En ce début de mercredi après-midi, les « bonjour » fusent au passage d’Ibrahim, de Matthieu, de Jasmine(1) et de leurs éducateurs, en route pour le théâtre d’improvisation à travers les rues du centre-ville de Thonon-les-Bains (Haute-Savoie). Ici, c’est un restaurateur qui a récemment convié les enfants à des ateliers de cuisine avec leurs parents. Là, c’est un artiste peintre qui les a aidés à réaliser les fresques colorées de l’accueil de jour multifamilial où ils se retrouvent chaque semaine. Plus loin, c’est au tour d’une chanteuse de les initier aux chansons de Brel et de Brassens… Comme si ce qui se tissait à bas bruit au quotidien était l’affaire de tous.
« Vous connaissez le proverbe africain “il faut tout un village pour élever un enfant” ? Eh bien, à RETIS (2), c’est un peu la mise en action méthodologique ! Avec les parents, les citoyens et les professionnels, on essaie de constituer ce village parfois nécessaire autour des jeunes pour les aider à grandir », confirme Mohamed L’Houssni, le très dynamique directeur de cette association fondée neuf ans auparavant avec deux autres professionnels du milieu. RETIS – pour Recherche, éducation, territoires, interventions, sociabilités, et dont l’acronyme signifie « réseau » ou « filet » en latin – a développé un dispositif intégré inédit sur trois des quatre bassins de la Haute-Savoie (Thonon-les-Bains, Annemasse et Annecy), avec le soutien du conseil départemental et de la PJJ (protection judiciaire de la jeunesse).
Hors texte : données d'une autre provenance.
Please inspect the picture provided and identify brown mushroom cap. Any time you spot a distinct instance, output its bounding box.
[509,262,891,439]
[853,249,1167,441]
« Notre pari est de lier ensemble toute une palette d’actions originales au sein de la même structure locale d’accompagnement, comme la loi du 5 mars 2007 en a ouvert la possibilité. L’innovation, c’est souvent des petites choses qui sont faites au quotidien, des approches habituellement séparées qui se croisent, pour que ça marche mieux, et à l’échelle locale, c’est jouable ! », décrit, enthousiaste, Mohamed L’Houssni, éducateur à la tête de plusieurs structures à caractère social avant d’initier ce dispositif au format innovant. RETIS combine ainsi la prévention avec un accueil de jour multifamilial et un service d’action éducative en milieu ouvert avec hébergement ; la protection avec un service tiers digne de confiance et des familles d’accueil spécialisées ; et également la prévenance, avec la création de jardins partagés, de groupes de parole ou encore, à venir, un projet de microcrédit…
De quoi retenir l’attention du département, qui lançait en 2006 son premier schéma départemental de protection de l’enfance et était en quête d’une diversification de son offre. « Face aux ruptures entre les différents types de mesures – AEMO [action éducative en milieu ouvert], accueil ou placement – qui marquaient trop souvent les trajectoires des mineurs, la volonté départementale était de rompre avec le cloisonnement classique de la protection de l’enfance. Quelques dispositifs innovants existaient en marge des structures, mais ils ne faisaient pas l’objet d’un projet global et coordonné », rapporte la juriste Valérie Urbani, à l’époque chargée de mission au conseil départemental et désormais chef de service du pôle administratif de RETIS. « Notre projet est venu répondre à des trous de service au bon moment, juste avant la crise de 2008 et le nouveau cadre de la loi “HPST” (3), qui a fortement impacté l’initiative privée ! », confirme le directeur de la structure, aujourd’hui troisième du département pour sa capacité d’accueil : 168 places et environ 190 enfants suivis. Exit les solutions plaquées, l’objectif est de privilégier le sur-mesure : « Ce qui est nouveau, dans notre démarche, c’est de vouloir créer un cadre d’action qui puisse tenir ensemble la commande et la demande », indique Emmanuel Cosson, chef de service à RETIS depuis 2015. A l’expertise technique des professionnels, le dispositif entend allier l’expertise expérientielle des jeunes et de leurs familles, souvent monoparentales et brisées par un violent conflit conjugal à l’origine de carences éducatives, de troubles du comportement et de problématiques scolaires.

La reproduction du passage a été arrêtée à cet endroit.